In the event of the buyer becoming (or appearing to IMO to become) bankrupt or going (or appearing to IMO to be about to go) into liquidation, suspending payment of debts or making any arrangement with creditors, or failing to pay in accordance with the terms of the Contract or being in breach of any other term of the Contract IMO shall be entitled, without prejudice to its other rights, to postpone delivery or manufacture, (both in respect of the Contract in question and any other contracts with the Buyer) until such payment has been made or other breach rectified and/or (at its option) to determine the Contract (and/or any other such contracts) and to recover payment for all deliveries already made and for the cost of materials and labour already expended for the purpose of future deliveries (less any allowance of the value thereof as utilised by IMO for other purposes) and also to recover from the Buyer a sum equivalent to IMO's loss of profit arising out of such determination. The exercise of IMO's option to postpone delivery or manufacture shall not prevent the subsequent exercise of IMO's option to determine the Contract and/or any other such contracts.

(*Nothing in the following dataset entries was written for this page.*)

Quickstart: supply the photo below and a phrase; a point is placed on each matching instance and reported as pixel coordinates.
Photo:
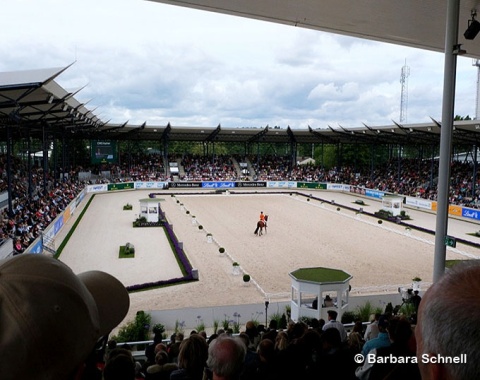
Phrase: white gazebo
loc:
(393, 204)
(317, 290)
(150, 209)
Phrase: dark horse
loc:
(261, 224)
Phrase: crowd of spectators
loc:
(201, 168)
(36, 202)
(320, 350)
(36, 206)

The Contract may be cancelled by the Buyer only with IMO's written consent. In the event of such cancellation the Buyer shall pay to IMO a cancellation charge, commensurate with IMO's costs incurred up to the date of cancellation plus IMO's loss of profit.
The proper law of the Contract shall be Australia law and shall except where otherwise herein provided be dealt with by the Courts Western Australia, save that IMO shall be entitled to bring proceedings against the Buyer in the Courts of the Jurisdiction where the Buyer resides or carries on business.